How do you negotiate the space between the image of a thing and the thing itself? How important is “real” flesh, is the body, to your work?

SS: I guess my response would be a continuation of the above—working with form and content so that, in union, they embody/become the thing rather than describe the thing. I’ve found when I do this, it is because of a need to speak about/from the body in the body’s idiom. Words functioning, not in a utilitarian sense, but in a sensational one—rooted in the senses—textures. So that it is felt in the mouth or stomach first, rather than in the thinking mind. Maybe this is a desire for direct communication that begins on the nervous system. I believe in the immediacy of the body, in what the body knows.

CP: I once heard you say—and I may be paraphrasing incorrectly—that revision is a process of learning to see more clearly. Would you explain this?

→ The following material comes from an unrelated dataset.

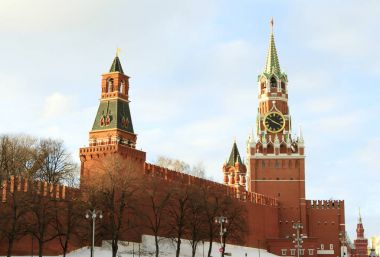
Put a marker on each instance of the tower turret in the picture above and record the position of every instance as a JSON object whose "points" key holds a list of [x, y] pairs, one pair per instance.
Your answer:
{"points": [[234, 170], [361, 243], [112, 131], [276, 160], [113, 122]]}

Also, what is the importance of negative space, of what is not seen in your work? In The Pink Institution, God took the form of an eraser. Is revision an act of God?

SS: Ha hahaaaa . . . hell yes sometimes it feels like revision is an act of God because it feels like it would take an act of God to make a piece work. But seriously, in terms of revision as a phenomena that is act of God. . . I don’t know. Because genocide, for example, is a form of revision. In turn this revision can lead to re-visioned forms to speak about the experience itself. The process of remembering, also revision. Pollution: a process of planetary revision. Life, death, nature: revision. And so on. It could be that revision is a non negotiable character in the existential drama. This doesn’t disinvite God into the scenario, but it doesn’t place God as The Force causing the scenario. It’s a big subject. . . does God exist outside one’s own accountability?

We invoke revision in good and terrible ways, but it is a mode of surviving. Acquiring language as a child is a kind of revision process—one revises a semiotic understanding of self and world and the “I” is born, subject placement established. One is less likely to be eaten by wolves if one can distinguish one’s self from the wolves. Being food doesn’t have to imply your connections are rooted in dichotomy (you v/s wolves). It just suggests ways those connections might be expressed.

In terms of my own writing process, editing/revision is a space where I have encountered something I personally consider holy, but really it is very ordinary. It feels holy because it’s rare. Again, Grace Paley’s idea of getting the lies out comes to mind. When I’m at a place with a piece and I’m able to, if only for a moment, live with my own contradictions without somehow medicating myself, that can feel like grace.

Selah Saterstrom's work has appeared in Harness, 3rd Bed, Tarpaulin Sky V1n4, and in other independent publications. Her novel, The Pink Institution [Coffee House Press, 2004], is a finalist for The Believer Book Award. She teaches Text/Image and curates the Holden Gallery Reading Series at Warren Wilson College in Asheville, North Carolina.